A staired alleyway in Assisi
But somehow we missed it. Partly because it was raining lightly and partly because we weren’t really paying attention. The town is beautiful, built on the side of a hill with winding streets with buildings right at the road forming a canyon like atmosphere. Anyway before we knew it we were at the Basilica of St.Francis – the end of town. It was still early so we decided to grab and bite to eat and get out of the rain. We ate a ham and cheese croissant and a cheese pizza at the Ristorante San Francesco. When we finished eating we decided to walk back to the city center and look around again. As we walked the rain got less and less. We arrived at the center of town and looked for a shop called Gran Café to get some baci and other goodies. We met up with Judy and Cherie who were just wandering around. The four of us then headed back down to the Basilica. The upper Basilica (oh, I forgot to tell you that there are two Basilicas for St. Francis) has some beautiful frescoes and was very peaceful and simple. Then we went into the lower Basilica and in here there was more elaborate artwork and was more heavily decorated. I enjoyed the upper Basilica much more than the lower one. Now it was time to meet the group and head to the bus for our ride to our new hotel near Radda in Chianti.

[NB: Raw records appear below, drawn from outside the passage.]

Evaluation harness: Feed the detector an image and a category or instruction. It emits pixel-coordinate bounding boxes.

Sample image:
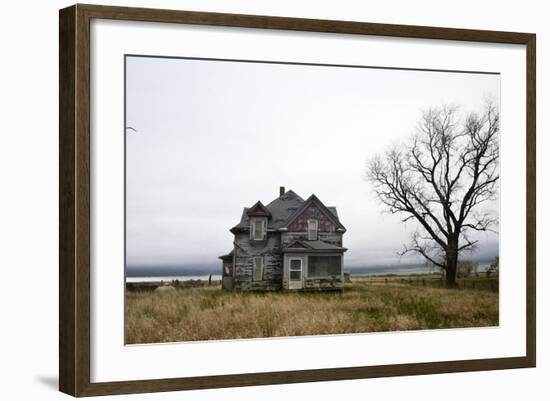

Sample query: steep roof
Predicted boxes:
[231,190,343,231]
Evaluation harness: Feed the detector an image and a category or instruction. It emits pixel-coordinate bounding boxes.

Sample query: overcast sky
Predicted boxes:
[126,57,500,267]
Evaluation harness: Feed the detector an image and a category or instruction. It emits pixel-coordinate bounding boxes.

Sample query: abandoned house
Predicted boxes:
[220,187,346,291]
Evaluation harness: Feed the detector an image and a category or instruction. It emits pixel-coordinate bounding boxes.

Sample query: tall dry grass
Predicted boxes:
[126,280,498,344]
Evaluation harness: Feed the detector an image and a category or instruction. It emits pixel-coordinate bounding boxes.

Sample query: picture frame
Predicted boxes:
[59,4,536,396]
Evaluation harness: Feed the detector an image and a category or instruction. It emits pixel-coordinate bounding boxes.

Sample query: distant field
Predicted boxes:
[126,276,499,344]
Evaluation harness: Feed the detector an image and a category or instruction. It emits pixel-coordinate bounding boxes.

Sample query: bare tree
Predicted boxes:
[367,102,500,287]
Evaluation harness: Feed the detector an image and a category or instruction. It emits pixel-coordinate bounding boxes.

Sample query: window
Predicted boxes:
[289,259,302,281]
[307,256,342,277]
[252,256,264,281]
[250,219,266,241]
[307,220,319,241]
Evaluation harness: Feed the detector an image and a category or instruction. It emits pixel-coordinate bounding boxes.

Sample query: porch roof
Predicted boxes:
[283,240,348,253]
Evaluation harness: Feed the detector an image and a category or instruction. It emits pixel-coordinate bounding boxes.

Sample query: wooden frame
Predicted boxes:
[59,5,536,396]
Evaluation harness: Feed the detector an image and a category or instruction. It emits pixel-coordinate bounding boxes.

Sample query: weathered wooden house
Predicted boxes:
[220,187,346,291]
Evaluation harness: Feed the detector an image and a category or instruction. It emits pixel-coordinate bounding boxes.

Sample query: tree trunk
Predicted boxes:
[445,241,458,288]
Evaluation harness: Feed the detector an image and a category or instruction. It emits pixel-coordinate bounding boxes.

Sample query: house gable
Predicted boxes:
[246,201,271,219]
[286,195,345,232]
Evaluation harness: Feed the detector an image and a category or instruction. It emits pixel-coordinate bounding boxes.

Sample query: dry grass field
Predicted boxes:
[126,277,499,344]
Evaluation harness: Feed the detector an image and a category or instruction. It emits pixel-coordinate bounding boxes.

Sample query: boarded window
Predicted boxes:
[252,256,264,281]
[307,256,342,277]
[250,219,266,240]
[307,220,319,241]
[289,259,302,281]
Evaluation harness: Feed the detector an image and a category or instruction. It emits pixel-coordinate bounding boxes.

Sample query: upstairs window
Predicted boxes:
[250,219,267,241]
[307,220,319,241]
[252,256,264,281]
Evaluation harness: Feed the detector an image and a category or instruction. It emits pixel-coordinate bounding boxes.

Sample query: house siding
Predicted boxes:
[288,204,338,232]
[224,191,345,291]
[233,232,283,291]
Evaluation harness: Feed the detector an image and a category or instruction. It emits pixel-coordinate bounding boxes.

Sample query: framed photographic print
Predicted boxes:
[59,5,536,396]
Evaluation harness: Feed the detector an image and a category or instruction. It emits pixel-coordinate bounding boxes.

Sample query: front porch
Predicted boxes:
[283,241,346,291]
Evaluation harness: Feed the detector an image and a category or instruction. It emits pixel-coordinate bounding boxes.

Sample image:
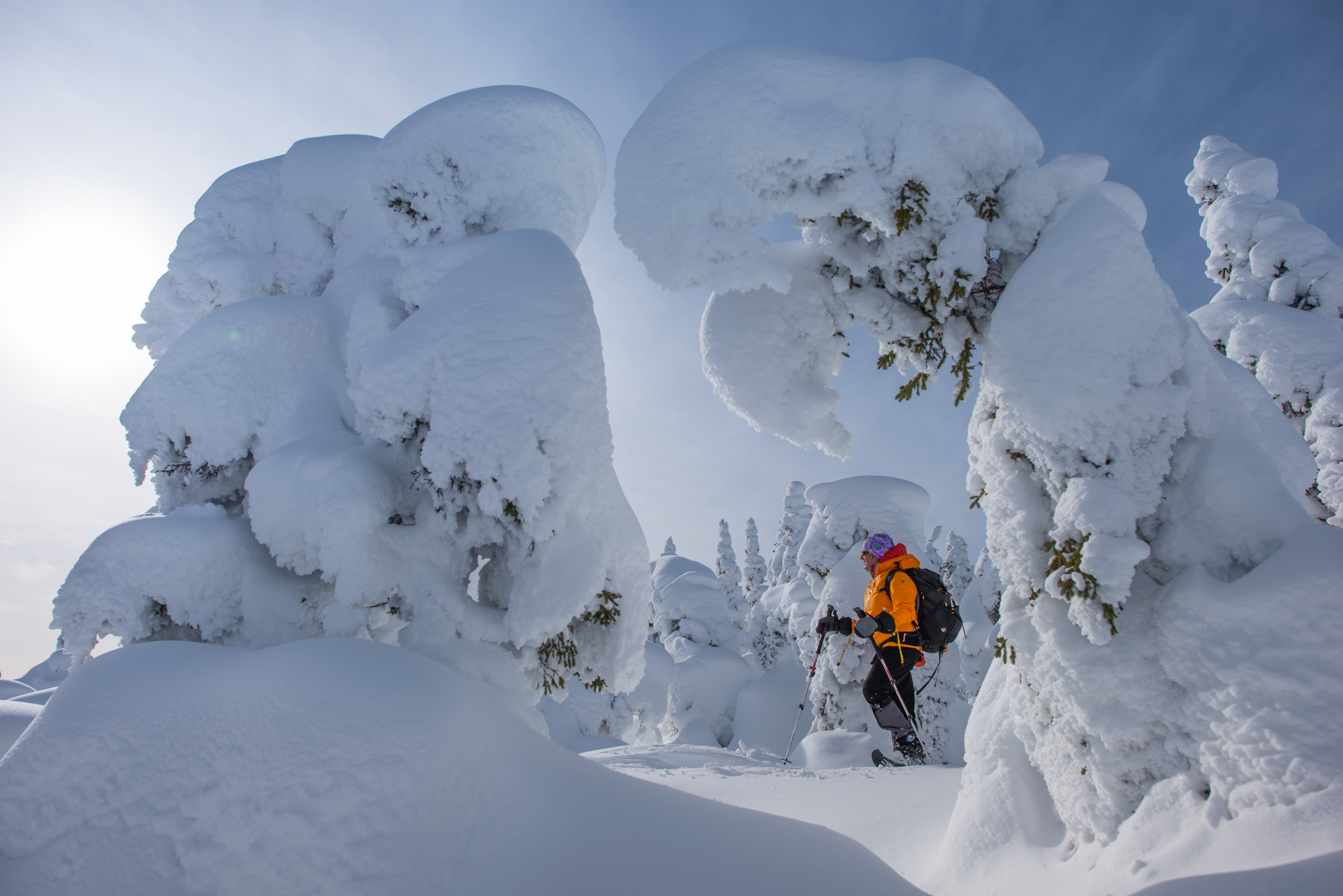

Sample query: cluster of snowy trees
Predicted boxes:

The drive took a little over two hours and we learned some history of the area. Christopher told us the story of the Battle of LakeTrasimeno as we drove around the Lago Trasimeno. Once we crossed into Tuscany we drove near to Cortona (which we could see in the near distance) – this is the place where the story Under the Tuscan Sun takes place. Christopher decided to give us some time to relax and not have to listen to him talk. So we ended up watching a part of Under the Tuscan Sun for the rest of the drive to the hotel. We arrived at the hotel in the dark so we couldn’t see the wonderful Tuscan landscape that surrounded us.

We checked into the My One Hotel and had a little time to get settled into our rooms and freshen up for dinner. Tonight dinner was at the hotel and we didn’t have a choice of food – it was already decided. The menu was as follows . . . vegetable lasagna, pork loin and a dark chocolate brownie for dessert.  It had been a long day and after the very delicious meal the hotel provided it was time to get some rest. Back in the room we settled in for the night. I can’t wait to see more of Tuscany.